The tide clearly has turned since 1994, said Secretary Kerry. Nonetheless, it’s not a done deal, and there are still places pushing back, resisting modernity.

With the arrival next year of the United Nations Millennium Development Goals target date, UN member states are planning a new, post-2015 Development Agenda. The United States strongly supports a stand-alone goal for gender equality and the empowerment of all women and girls, and recognizes that ensuring women and girls can participate on an equal footing with men and boys in their societies, communities, and families, could be among the most transformative goals we set in the Post-2015 Development Agenda.

Furthermore, if we’re going to make good on our post-2015 Development Agenda, said Secretary Kerry, we must educate women and girls, and allow them to decide if and when to have children.

We must adopt a zero-tolerance policy on discrimination, violence, and human rights abuses; do more to incorporate HIV/AIDS prevention, care and treatment, as well as family planning into our development approach; and we need to do more to provide economic opportunity for the young.

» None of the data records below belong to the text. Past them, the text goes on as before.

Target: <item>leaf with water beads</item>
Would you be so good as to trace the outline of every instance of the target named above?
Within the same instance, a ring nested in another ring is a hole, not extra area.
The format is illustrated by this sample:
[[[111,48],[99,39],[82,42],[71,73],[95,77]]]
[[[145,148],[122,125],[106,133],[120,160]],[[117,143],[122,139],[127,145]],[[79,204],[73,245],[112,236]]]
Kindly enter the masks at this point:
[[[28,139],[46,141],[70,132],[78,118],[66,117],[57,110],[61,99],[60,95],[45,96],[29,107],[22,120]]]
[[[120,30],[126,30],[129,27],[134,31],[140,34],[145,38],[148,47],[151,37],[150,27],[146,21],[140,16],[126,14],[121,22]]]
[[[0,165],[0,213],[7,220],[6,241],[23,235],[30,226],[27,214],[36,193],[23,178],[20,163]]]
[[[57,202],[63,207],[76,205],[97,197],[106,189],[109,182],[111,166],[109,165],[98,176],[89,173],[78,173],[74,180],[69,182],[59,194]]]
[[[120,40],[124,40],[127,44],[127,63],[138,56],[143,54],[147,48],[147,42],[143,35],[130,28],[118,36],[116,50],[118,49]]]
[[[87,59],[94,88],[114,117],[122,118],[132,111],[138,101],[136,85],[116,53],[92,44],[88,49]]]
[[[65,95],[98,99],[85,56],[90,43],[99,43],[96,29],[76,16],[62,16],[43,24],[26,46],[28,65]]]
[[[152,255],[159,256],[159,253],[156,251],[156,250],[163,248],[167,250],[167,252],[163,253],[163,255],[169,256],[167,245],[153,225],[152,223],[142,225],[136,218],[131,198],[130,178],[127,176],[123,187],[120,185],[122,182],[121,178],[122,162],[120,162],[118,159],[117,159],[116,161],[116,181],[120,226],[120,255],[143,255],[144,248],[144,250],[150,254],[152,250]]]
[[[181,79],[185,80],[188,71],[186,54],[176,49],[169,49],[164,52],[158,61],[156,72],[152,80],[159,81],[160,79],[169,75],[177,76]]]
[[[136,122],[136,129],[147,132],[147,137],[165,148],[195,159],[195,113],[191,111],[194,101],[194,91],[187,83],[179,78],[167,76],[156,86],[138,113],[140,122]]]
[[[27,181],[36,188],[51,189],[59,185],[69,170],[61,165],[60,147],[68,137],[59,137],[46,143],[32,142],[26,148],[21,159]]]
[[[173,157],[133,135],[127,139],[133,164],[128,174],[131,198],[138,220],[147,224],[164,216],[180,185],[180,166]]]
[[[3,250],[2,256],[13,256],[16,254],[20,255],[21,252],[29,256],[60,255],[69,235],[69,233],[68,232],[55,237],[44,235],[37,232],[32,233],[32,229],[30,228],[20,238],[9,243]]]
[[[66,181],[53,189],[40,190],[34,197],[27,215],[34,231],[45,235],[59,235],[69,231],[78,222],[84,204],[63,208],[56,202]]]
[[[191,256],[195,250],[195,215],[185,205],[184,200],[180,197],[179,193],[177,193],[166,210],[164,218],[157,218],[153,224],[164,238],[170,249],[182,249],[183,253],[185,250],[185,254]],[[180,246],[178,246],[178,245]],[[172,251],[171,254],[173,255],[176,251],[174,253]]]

“Investing in women and youth isn’t just the right thing to do; it’s a strategic necessity,” said Secretary Kerry. “It’s how you create stability, foster sustainable societies, and promote shared prosperity, because societies where women and girls are safe, where women are empowered to exercise their rights and move their communities forward, these societies are more prosperous and more stable – not occasionally but always.”